About

What this publication is.

Beverly Hills Lasers covers cosmetic laser and light treatments the way a patient actually needs them covered: which device suits which skin concern, what recovery really looks like, and how the hardware running in Beverly Hills clinics has changed. No sponsored rankings, no referral fees dressed up as editorial.

Why we exist

Most of what gets written about lasers online is selling a specific machine. Clinic landing pages, affiliate posts chasing search traffic, and press releases for the newest platform all blur into the same glossy pitch. We wanted the opposite: careful, device-specific reporting that respects the reader enough to say when a treatment is riskier, slower, or less effective than the marketing suggests.

How we work

We report, we cite, and we link out. When a clinic or platform is named in a story, it is because its published work or current-generation hardware earned the mention, never because anyone paid for it.
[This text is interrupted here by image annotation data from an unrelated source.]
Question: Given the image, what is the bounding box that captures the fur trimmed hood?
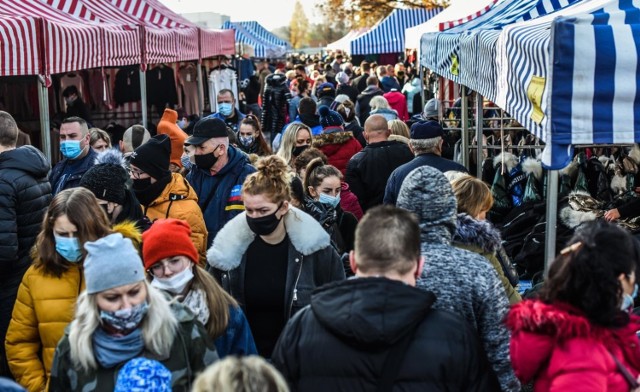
[207,206,331,271]
[313,130,353,148]
[453,213,502,253]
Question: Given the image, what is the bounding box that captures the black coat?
[272,278,500,392]
[345,141,414,212]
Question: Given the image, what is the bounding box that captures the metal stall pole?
[460,85,469,170]
[140,67,148,128]
[37,76,53,165]
[476,92,484,178]
[544,170,558,277]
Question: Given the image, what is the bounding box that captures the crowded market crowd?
[0,53,640,391]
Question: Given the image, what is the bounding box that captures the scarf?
[92,328,144,369]
[182,289,209,325]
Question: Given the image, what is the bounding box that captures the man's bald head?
[364,114,391,144]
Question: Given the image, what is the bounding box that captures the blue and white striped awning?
[420,0,578,101]
[350,8,442,55]
[222,21,287,58]
[496,0,640,169]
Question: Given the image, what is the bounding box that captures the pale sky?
[160,0,322,30]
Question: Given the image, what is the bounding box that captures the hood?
[311,278,436,348]
[313,127,353,148]
[0,146,51,179]
[453,213,502,253]
[396,166,458,244]
[207,207,331,271]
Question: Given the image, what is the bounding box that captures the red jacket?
[313,127,362,176]
[382,91,409,121]
[507,300,640,392]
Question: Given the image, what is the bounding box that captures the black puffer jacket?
[260,74,291,139]
[0,146,51,276]
[272,278,500,392]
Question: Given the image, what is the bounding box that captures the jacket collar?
[207,206,331,271]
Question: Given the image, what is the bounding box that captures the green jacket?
[49,304,218,392]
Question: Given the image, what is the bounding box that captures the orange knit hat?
[142,219,198,269]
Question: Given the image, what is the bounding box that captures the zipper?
[287,254,304,319]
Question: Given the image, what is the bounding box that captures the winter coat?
[49,304,218,392]
[143,173,207,265]
[313,127,362,175]
[382,91,409,121]
[49,147,98,196]
[345,141,413,211]
[260,74,291,139]
[383,153,467,204]
[507,300,640,392]
[207,207,344,318]
[453,214,522,305]
[187,146,256,248]
[356,86,384,124]
[272,278,498,392]
[5,223,140,391]
[397,166,520,391]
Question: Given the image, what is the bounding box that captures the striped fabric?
[351,8,442,55]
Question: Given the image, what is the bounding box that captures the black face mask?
[291,144,309,158]
[247,203,282,235]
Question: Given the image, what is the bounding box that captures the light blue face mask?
[60,140,82,159]
[53,234,82,263]
[218,102,233,117]
[318,193,340,208]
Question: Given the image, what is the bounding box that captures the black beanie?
[129,134,171,180]
[80,149,129,205]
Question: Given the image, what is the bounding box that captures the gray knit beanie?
[84,233,144,294]
[396,166,458,233]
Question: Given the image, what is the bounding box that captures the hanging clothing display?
[147,64,178,116]
[178,63,200,114]
[209,65,240,113]
[113,65,141,106]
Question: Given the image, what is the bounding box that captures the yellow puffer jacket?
[5,222,141,392]
[145,173,207,265]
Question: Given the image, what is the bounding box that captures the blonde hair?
[451,174,493,218]
[69,281,178,371]
[192,355,289,392]
[276,121,313,165]
[387,119,411,139]
[242,155,291,204]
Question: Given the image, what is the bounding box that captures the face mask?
[133,177,151,192]
[151,266,193,294]
[53,234,82,263]
[218,102,233,117]
[318,193,340,208]
[620,283,638,310]
[180,155,193,170]
[247,203,282,235]
[100,301,149,333]
[194,150,218,170]
[60,140,82,159]
[291,144,309,157]
[238,136,255,147]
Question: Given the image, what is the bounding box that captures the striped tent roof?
[420,0,578,105]
[497,0,640,169]
[404,0,498,49]
[351,8,442,55]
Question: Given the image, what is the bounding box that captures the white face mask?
[151,264,193,294]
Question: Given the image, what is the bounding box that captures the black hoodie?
[272,278,499,392]
[0,146,51,274]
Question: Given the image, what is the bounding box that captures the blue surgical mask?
[238,135,255,147]
[53,234,82,263]
[218,102,233,117]
[318,193,340,208]
[60,140,82,159]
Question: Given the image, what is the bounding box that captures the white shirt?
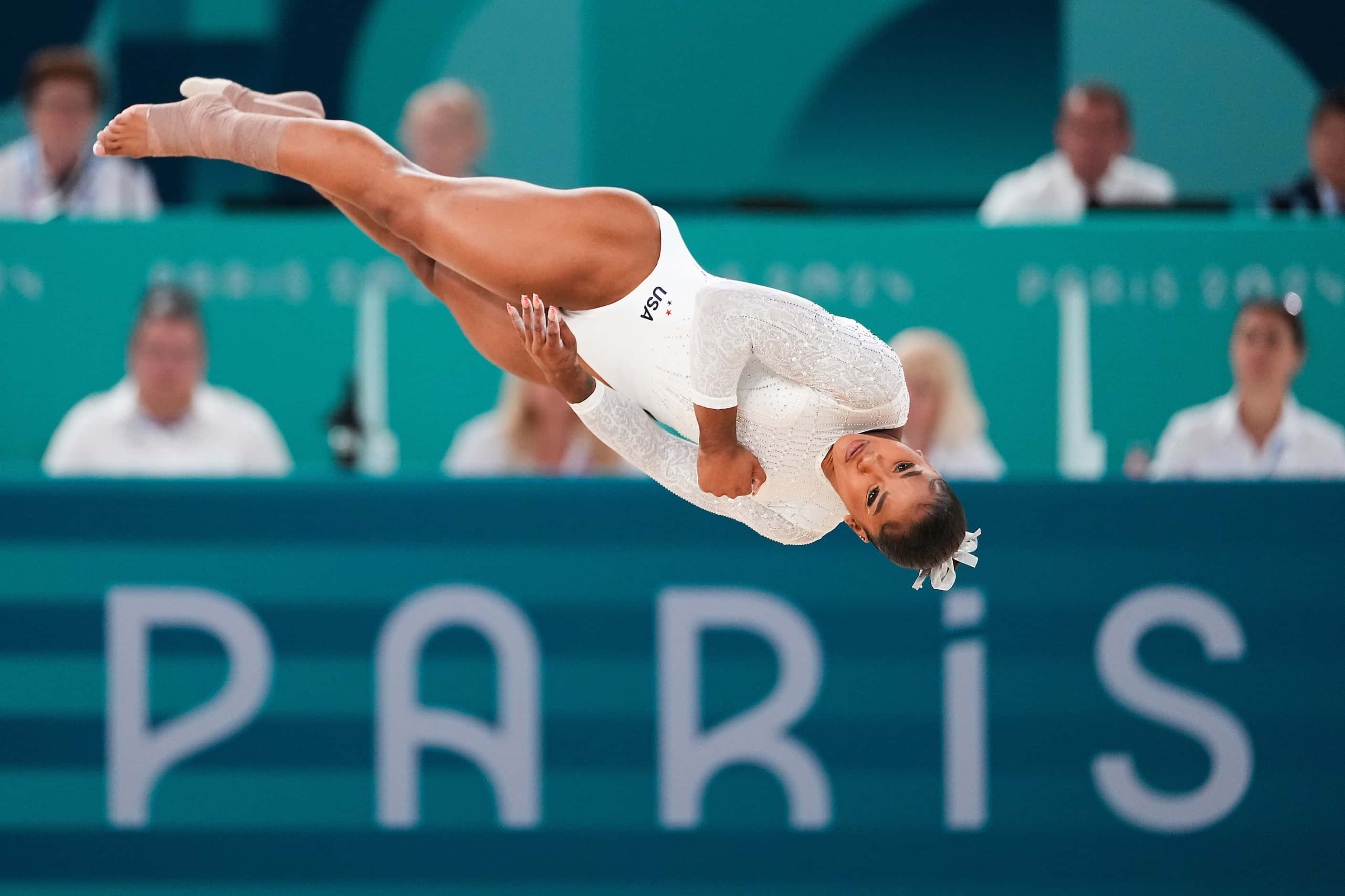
[925,436,1005,481]
[1317,179,1345,218]
[42,378,293,476]
[1149,393,1345,479]
[0,137,159,220]
[440,410,640,478]
[979,152,1177,228]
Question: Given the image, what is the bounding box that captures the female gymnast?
[94,78,979,589]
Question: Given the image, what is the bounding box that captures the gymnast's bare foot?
[93,102,149,159]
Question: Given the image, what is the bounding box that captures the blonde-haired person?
[441,374,639,478]
[397,78,491,177]
[892,327,1005,480]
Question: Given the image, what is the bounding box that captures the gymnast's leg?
[95,93,659,311]
[181,78,546,385]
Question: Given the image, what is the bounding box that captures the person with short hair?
[441,374,640,478]
[1149,293,1345,479]
[891,327,1005,481]
[42,287,292,476]
[397,78,490,177]
[979,82,1177,226]
[0,47,159,220]
[1266,85,1345,218]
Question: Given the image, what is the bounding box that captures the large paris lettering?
[658,588,831,829]
[375,585,542,827]
[105,586,273,827]
[1092,585,1252,834]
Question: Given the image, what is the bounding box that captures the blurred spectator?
[1150,293,1345,479]
[397,78,490,177]
[892,327,1005,480]
[980,83,1176,226]
[442,374,639,476]
[0,47,159,220]
[42,287,291,476]
[1267,85,1345,218]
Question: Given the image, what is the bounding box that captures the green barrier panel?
[0,214,1345,476]
[0,480,1345,896]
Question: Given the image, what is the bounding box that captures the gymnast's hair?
[869,479,967,569]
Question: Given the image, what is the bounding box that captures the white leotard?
[565,208,911,545]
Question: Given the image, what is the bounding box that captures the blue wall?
[0,480,1345,896]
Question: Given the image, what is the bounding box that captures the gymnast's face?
[822,432,939,541]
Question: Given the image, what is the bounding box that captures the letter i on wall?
[943,588,990,830]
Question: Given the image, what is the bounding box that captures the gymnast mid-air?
[94,78,979,589]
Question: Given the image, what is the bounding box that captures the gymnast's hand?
[508,295,596,405]
[695,405,765,498]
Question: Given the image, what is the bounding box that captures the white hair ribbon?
[911,529,980,591]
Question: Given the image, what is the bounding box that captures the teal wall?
[348,0,1329,200]
[0,0,1329,203]
[0,215,1345,476]
[0,480,1345,896]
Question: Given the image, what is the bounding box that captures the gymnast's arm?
[566,374,822,545]
[508,297,824,545]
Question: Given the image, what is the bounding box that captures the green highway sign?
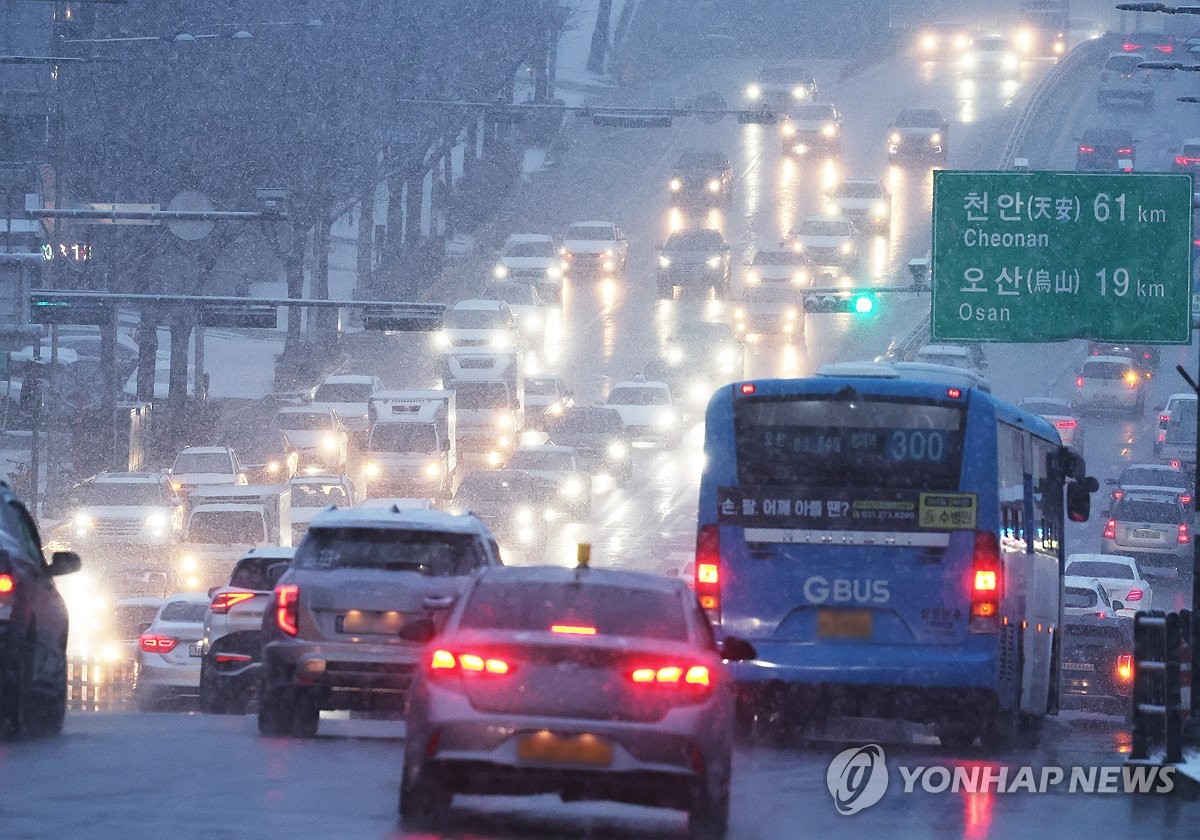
[931,169,1193,344]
We accept no payment for coverage and run no sponsored rankings.

Editorial standards

We use careful language. We say may help rather than guarantees, and we flag when the evidence on a wavelength or protocol is still thin. We link to primary sources, peer-reviewed studies, device clearances, and society guidance whenever a claim warrants it. And we always tell readers to consult a board-certified dermatologist about their own skin, especially for pigment-prone or darker skin tones where laser settings matter most. This publication is not a substitute for medical advice.

Independence

Beverly Hills Lasers is independently run. We are not owned by a clinic, a device manufacturer, or a marketing group, and no practice can buy a place in our reporting. That independence is the whole reason the coverage is worth reading.